Dengue is a public health crisis in Honduras and the wider region of the Americas, but current prevention methods fall short of protecting people from the illness
Access to Healthcare

Fighting dengue with mosquitoes: buzzing innovation to protect people from deadly disease in Honduras

Imagine a scenario where mosquitoes are no longer a threat to people's health. Imagine that these tiny creatures no longer transmit dengue, Zika, and chikungunya but become unexpected allies in the fight against these diseases.

All of this is possible, and in Honduras, a team of Doctors Without Borders and other organizations is trying to make it a reality. The person leading the effort is Edgar Boquín, a Honduran psychologist who has been working with the organization since 2006, providing assistance in various natural disaster emergencies, epidemics, and violence.

Since June 2023, Edgard has been the coordinator of the "Arbovirus Prevention" project, a groundbreaking intervention that aims to address mosquito-borne diseases from a prevention perspective, harnessing technology and the power of community work. In this text, Boquín reflects on the first few months of this battle against dengue, Zika, and chikungunya.


The challenge of adapting to innovation

"During the creation of the project, many challenges arose, such as a complete shift from a patient-focused approach to one of research to generate long-term results through community interventions, as well as being environmentally friendly. Personally, I believe that this has been the biggest challenge for all of us in the project; it has not been easy.

But it's not just that. I have worked in places where it's not easy to enter due to prevailing violence, and I have also faced situations that people had never seen before, such as treating patients, transporting patients, and providing consultations. And if treating patients might be unusual for some communities, imagine releasing mosquitoes; this is indeed very challenging.

At some point, anxiety and concern accompanied me, mainly because of the field teams. Every day they face people who may reject them or even become aggressive, and that has not been easy.

We have had to confront what people think and the possible negative interpretations of what we are doing. This generated a lot of stress for me because it was the first time we applied this method in the country. Since it's very innovative, we also had to struggle with the lack of awareness.

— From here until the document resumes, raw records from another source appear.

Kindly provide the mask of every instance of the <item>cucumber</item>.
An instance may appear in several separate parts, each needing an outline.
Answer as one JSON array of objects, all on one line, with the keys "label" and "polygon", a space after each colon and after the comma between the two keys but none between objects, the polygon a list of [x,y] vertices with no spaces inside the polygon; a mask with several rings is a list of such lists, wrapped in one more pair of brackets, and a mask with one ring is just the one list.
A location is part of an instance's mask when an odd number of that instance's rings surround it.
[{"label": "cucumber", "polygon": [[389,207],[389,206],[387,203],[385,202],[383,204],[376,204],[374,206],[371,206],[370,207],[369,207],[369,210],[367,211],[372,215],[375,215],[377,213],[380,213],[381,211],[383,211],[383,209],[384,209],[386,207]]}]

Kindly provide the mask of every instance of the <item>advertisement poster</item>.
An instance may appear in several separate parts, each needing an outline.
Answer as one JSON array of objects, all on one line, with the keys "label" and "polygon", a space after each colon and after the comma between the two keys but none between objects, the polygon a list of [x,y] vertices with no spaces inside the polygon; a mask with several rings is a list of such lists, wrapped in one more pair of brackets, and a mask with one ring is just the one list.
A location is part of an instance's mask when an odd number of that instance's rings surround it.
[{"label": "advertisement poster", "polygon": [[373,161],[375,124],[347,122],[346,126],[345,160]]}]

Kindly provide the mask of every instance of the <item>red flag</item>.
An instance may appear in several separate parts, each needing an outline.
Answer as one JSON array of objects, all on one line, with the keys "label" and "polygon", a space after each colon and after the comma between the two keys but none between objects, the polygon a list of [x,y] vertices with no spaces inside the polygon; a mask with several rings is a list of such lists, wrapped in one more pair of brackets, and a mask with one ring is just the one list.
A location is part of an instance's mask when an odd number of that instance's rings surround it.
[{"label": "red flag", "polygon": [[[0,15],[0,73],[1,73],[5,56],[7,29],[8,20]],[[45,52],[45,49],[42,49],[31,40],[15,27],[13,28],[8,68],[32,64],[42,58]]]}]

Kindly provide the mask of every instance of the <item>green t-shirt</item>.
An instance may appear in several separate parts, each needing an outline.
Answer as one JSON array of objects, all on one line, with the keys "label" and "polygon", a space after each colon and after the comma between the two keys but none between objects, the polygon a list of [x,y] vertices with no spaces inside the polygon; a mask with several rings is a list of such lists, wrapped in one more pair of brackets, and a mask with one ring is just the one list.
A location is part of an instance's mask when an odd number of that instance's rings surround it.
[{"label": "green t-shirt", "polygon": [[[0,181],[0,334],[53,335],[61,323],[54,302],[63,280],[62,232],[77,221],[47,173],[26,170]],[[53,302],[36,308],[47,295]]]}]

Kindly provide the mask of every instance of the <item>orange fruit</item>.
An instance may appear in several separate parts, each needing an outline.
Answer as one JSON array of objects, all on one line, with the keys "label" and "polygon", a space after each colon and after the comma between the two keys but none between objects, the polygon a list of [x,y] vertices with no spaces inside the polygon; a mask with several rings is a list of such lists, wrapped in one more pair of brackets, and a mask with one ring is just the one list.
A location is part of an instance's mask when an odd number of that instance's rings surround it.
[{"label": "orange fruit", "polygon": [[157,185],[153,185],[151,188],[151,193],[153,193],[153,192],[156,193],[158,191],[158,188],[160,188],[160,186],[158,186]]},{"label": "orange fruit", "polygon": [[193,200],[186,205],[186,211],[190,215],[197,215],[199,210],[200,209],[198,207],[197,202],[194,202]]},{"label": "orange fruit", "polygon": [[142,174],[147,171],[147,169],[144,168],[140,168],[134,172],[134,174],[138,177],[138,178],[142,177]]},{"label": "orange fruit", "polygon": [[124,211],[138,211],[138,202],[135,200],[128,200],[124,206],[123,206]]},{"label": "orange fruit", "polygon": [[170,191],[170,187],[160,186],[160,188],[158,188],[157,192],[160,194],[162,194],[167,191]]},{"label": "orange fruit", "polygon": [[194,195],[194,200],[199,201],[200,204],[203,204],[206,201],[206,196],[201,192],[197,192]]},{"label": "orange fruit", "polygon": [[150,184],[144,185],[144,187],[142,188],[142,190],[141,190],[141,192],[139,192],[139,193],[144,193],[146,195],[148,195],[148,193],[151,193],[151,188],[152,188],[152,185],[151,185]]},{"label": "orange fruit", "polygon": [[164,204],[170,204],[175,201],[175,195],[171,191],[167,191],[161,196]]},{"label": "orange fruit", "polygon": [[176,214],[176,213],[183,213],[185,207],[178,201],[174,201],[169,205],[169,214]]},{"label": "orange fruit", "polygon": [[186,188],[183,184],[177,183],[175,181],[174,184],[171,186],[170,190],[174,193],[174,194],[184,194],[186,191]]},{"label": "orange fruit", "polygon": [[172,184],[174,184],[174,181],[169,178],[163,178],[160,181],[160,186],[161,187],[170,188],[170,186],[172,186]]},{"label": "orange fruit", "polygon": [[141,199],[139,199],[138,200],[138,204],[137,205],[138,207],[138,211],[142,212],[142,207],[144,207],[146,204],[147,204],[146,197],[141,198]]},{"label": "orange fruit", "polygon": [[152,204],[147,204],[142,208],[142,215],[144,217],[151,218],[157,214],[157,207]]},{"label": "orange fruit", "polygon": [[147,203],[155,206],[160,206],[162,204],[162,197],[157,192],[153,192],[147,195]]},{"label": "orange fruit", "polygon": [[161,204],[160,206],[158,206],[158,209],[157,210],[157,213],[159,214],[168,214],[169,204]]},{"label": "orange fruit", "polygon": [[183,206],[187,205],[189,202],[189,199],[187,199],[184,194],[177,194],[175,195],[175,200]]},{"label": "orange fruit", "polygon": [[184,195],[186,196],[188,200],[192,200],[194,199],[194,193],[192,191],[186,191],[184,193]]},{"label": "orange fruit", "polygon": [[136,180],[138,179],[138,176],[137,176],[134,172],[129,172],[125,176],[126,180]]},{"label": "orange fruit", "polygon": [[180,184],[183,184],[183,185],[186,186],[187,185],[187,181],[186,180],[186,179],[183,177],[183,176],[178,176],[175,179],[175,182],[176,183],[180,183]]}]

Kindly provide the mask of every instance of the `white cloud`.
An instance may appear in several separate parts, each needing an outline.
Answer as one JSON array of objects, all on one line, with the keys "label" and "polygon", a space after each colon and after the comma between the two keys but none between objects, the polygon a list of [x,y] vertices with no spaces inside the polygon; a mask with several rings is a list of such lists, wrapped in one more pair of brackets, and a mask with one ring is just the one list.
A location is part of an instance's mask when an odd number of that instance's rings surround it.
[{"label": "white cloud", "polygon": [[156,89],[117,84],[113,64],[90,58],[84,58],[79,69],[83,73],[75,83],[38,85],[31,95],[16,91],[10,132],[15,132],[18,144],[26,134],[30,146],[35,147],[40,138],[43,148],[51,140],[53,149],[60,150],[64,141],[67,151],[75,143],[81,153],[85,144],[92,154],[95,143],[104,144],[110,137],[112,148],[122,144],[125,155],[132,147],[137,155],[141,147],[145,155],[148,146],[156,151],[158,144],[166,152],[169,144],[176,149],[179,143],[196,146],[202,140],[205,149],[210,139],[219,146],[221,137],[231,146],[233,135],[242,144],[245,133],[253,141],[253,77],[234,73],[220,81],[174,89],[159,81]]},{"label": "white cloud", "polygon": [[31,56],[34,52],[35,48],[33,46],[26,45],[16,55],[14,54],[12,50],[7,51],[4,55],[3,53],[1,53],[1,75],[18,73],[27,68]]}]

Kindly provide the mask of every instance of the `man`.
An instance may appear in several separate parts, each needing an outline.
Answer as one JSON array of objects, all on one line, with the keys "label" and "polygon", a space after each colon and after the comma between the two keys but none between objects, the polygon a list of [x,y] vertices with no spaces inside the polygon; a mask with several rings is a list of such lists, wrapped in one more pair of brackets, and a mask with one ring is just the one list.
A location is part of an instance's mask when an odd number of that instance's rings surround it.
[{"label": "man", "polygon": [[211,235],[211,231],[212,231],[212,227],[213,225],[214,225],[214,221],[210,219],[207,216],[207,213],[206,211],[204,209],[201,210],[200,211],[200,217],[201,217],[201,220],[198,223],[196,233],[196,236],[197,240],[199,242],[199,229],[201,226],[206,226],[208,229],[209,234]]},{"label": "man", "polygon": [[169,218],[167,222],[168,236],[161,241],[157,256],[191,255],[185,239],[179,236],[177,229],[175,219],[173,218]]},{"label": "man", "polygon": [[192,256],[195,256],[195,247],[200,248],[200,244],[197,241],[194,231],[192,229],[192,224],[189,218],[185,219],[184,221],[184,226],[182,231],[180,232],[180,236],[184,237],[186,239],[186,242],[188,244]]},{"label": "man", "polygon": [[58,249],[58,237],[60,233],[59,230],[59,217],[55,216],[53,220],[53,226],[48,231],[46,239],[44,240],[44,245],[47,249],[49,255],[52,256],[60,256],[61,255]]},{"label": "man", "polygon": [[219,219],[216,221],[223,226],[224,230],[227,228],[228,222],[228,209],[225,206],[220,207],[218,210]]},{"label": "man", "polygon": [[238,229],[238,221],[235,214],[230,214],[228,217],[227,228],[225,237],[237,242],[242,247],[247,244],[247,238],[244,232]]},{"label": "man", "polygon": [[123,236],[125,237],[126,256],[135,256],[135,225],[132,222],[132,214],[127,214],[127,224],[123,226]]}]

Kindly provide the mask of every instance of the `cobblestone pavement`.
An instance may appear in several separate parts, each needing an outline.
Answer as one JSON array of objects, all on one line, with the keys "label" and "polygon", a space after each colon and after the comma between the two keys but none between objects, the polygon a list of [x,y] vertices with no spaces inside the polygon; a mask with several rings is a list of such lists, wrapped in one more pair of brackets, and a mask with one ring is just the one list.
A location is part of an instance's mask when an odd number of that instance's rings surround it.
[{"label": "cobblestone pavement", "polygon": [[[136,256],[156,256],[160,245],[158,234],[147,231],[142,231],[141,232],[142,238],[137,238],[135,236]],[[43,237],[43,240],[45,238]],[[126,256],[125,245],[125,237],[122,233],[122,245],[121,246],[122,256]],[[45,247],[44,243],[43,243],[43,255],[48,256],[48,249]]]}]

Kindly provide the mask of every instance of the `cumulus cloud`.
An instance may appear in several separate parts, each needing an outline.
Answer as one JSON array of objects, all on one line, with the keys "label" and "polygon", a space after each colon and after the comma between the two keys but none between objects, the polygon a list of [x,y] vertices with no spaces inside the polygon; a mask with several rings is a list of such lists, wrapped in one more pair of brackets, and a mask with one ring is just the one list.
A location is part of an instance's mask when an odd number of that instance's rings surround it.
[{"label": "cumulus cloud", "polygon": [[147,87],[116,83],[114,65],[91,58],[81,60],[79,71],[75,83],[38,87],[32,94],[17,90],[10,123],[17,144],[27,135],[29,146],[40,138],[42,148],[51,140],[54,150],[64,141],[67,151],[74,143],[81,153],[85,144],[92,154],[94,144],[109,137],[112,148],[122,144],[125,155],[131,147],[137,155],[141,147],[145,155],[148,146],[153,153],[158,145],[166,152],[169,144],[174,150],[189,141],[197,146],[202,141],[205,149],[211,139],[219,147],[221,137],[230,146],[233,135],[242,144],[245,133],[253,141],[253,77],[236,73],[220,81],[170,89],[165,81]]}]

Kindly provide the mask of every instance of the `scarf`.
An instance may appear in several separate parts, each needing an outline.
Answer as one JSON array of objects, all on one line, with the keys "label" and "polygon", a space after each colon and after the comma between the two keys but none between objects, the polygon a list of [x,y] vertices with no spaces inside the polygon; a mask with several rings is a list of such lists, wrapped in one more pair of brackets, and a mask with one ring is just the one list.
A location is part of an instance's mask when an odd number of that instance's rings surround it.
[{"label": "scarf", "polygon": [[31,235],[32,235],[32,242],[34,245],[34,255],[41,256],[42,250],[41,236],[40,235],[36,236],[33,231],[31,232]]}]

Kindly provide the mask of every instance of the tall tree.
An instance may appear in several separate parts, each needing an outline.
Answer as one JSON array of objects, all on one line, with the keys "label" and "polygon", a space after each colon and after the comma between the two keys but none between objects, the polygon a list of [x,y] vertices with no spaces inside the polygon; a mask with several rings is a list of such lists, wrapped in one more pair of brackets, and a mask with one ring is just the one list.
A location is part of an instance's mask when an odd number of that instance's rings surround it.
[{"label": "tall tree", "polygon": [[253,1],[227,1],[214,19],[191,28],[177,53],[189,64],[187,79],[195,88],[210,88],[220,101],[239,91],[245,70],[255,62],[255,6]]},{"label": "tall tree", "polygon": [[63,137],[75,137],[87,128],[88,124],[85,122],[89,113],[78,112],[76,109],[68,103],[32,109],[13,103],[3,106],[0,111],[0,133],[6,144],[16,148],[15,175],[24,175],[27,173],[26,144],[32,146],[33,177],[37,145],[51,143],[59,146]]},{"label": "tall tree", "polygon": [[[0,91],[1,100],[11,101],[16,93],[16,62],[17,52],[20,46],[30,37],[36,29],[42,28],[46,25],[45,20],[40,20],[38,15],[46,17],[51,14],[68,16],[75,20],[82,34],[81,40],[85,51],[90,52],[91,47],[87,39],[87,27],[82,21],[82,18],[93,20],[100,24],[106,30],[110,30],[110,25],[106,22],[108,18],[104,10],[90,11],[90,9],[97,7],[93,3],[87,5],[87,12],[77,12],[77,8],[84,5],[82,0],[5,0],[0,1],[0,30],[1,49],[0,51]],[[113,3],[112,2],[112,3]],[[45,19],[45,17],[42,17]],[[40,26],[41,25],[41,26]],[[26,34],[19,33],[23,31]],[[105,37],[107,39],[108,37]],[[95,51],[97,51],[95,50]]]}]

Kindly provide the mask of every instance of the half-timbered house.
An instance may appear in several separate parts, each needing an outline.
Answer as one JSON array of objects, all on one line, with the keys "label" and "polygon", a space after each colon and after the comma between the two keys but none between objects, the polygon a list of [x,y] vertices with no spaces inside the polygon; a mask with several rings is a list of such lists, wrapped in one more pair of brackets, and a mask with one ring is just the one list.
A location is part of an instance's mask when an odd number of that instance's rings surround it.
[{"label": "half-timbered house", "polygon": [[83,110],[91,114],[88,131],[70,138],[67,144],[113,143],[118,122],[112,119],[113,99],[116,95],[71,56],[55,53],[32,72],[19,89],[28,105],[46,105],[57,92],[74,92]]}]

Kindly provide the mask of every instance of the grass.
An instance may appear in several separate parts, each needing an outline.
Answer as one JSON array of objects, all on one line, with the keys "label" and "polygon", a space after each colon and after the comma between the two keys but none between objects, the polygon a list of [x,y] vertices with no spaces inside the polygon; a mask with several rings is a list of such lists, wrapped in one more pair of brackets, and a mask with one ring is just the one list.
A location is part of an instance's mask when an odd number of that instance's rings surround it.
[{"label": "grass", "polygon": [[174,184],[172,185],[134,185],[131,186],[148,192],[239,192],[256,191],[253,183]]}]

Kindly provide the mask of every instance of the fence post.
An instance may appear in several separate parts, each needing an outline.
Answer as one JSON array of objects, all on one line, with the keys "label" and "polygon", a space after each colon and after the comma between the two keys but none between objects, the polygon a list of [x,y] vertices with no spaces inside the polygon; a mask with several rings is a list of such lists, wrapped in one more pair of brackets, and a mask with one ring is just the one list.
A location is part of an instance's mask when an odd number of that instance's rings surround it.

I would like this project to be successful in reducing the impact of these diseases on the populations we work with, but also to pass on the experience to other actors, whether in Honduras or another country. Edgard Boquín, Project coordinator

The reflection that led me to be part of the solution

If you were to ask me what I thought when the proposal was made to apply this method through a project, it seemed crazy to me. It's not what MSF usually does because the approach is usually very traditional for tackling diseases like dengue, mainly through fumigation and cleaning water containers, in addition to direct hospital care.

This led to an internal reflection: we haven't always implemented the best alternative or solution. Techniques have evolved significantly, and ultimately, I believe it's about realizing that we won't be able to eradicate Aedes aegypti, and we need to find the best solutions to adapt to that reality.

When I delved deeper into the Wolbachia method and learned about all the places where it has been applied with good results, I realized that I had a great opportunity to lead the experience in Honduras, and I decided to give it a try.

Behind every challenge emerges a reward

It's very rewarding to see how the operational part of the project works, and how each area, each discipline, and each department understands what we are doing. It was something new for everyone.

Knowing that the teams responsible for the insectary learned about their work, and knowing how the promoters engage in community activities every day, gives you a sense of peace because everything is becoming systematic. Then you have the satisfaction of coming to the office and learning that the mosquito releases are already taking place.

The most awaited day: The mosquito release, a great teamwork

Every step of the project involved a challenge at the time, from agreements with local authorities and implementing partners to the arrival of the first mosquitoes imported from a neighboring country. But on the day of the first mosquito release, I felt a rush of emotion because I felt that we had arrived and achieved it.

That release day was like completing an initial objective: the beginning of the implementation that will now be supervised by MSF teams for six months. I always acknowledge the work of the people involved in the project; everyone puts their best effort into making this work.

My satisfaction is this: if, for some reason, I leave the project, it will not stop because the teams know how to do it.

A future full of hope

I would like this project to be successful in reducing the impact of these diseases on the populations we work with, but also to pass on the experience to other actors, whether in Honduras or another country. I want the project to transcend and provide valuable data to new generations. This is a great opportunity for knowledge that can improve the lives of many people, and that is the most rewarding thing."